Compensi liquidati all’avvocato: possono essere inferiori ai minimi dei parametri forensi?

Michele Liguori
12 Ottobre 2021

Può il giudice liquidare i compensi dell'avvocato in misura inferiore ai minimi dei parametri professionali? La risposta al quesito.

L'art. 24, comma 1, L. 13/6/1942 n. 794 dispone: “Gli onorari e i diritti stabiliti per le prestazioni dei procuratori e gli onorari minimi stabiliti per le prestazioni degli avvocati sono inderogabili”.
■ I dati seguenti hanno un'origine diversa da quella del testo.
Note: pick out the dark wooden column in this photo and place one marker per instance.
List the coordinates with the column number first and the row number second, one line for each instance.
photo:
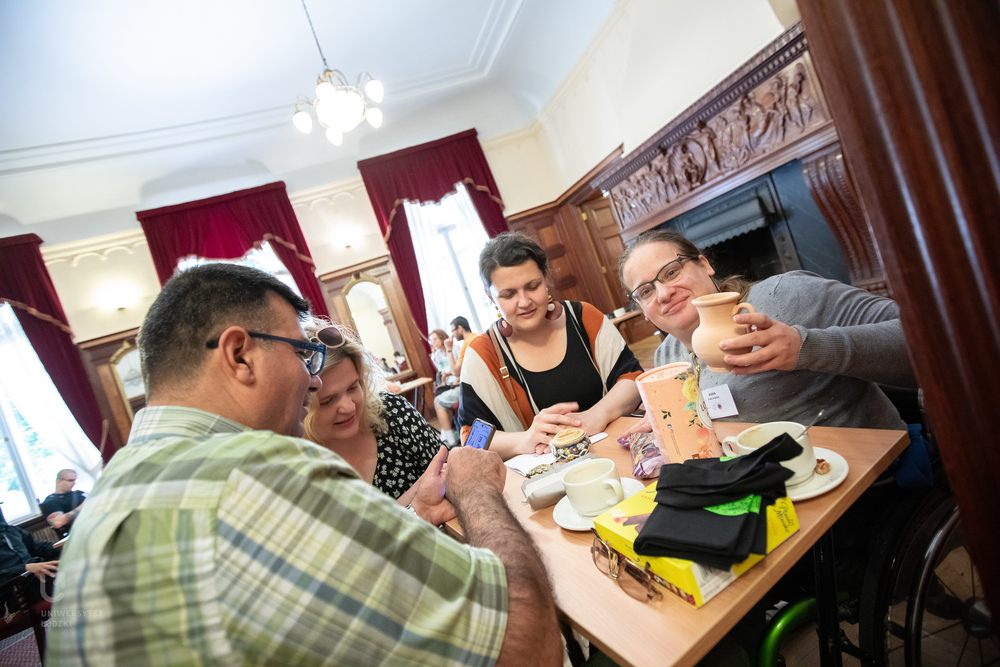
column 914, row 90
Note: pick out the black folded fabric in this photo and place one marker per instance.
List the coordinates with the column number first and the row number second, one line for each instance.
column 707, row 482
column 714, row 512
column 715, row 537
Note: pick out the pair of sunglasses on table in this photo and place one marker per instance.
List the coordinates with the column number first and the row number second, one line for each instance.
column 635, row 581
column 312, row 352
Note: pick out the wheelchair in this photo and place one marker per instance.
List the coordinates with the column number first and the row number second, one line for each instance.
column 920, row 603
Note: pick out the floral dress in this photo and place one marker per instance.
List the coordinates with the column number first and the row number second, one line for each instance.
column 405, row 449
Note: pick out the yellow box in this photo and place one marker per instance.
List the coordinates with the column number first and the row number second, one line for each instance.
column 695, row 584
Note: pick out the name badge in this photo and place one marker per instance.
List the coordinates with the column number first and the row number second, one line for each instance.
column 720, row 402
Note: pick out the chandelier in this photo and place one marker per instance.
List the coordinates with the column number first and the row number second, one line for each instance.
column 339, row 106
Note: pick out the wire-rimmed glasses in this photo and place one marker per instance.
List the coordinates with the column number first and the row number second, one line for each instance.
column 670, row 273
column 638, row 583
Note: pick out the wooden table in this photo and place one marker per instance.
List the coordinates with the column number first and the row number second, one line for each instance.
column 622, row 319
column 668, row 631
column 418, row 396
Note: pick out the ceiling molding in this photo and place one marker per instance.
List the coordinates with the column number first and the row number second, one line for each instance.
column 309, row 197
column 96, row 246
column 582, row 69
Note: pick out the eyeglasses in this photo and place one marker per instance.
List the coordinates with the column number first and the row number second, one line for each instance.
column 312, row 353
column 667, row 275
column 638, row 583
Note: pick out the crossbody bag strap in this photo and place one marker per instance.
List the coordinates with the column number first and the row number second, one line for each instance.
column 586, row 345
column 505, row 375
Tale norma, che prevede l'inderogabilità (dei diritti e) dei minimi degli onorari, è stata abrogata dall'art. 2, comma 1, D.L. 22/9/2008 n. 200 a decorrere dal 16/12/2009.

Successivamente, però:

  • l'art. 1 L. 18/2/2009 n. 9 ha rispristinato l'efficacia della norma;
  • l'art. 1, comma 1, D.lgs. 1/12/2009 n. 179 ha dichiarato indispensabile la permanenza in vigore della norma.

La Suprema Corte di Cassazione, nella vigenza di tale norma (prima dell'abrogazione) e delle tariffe professionali, non ha mai dubitato dell'inderogabilità dei minimi degli onorari.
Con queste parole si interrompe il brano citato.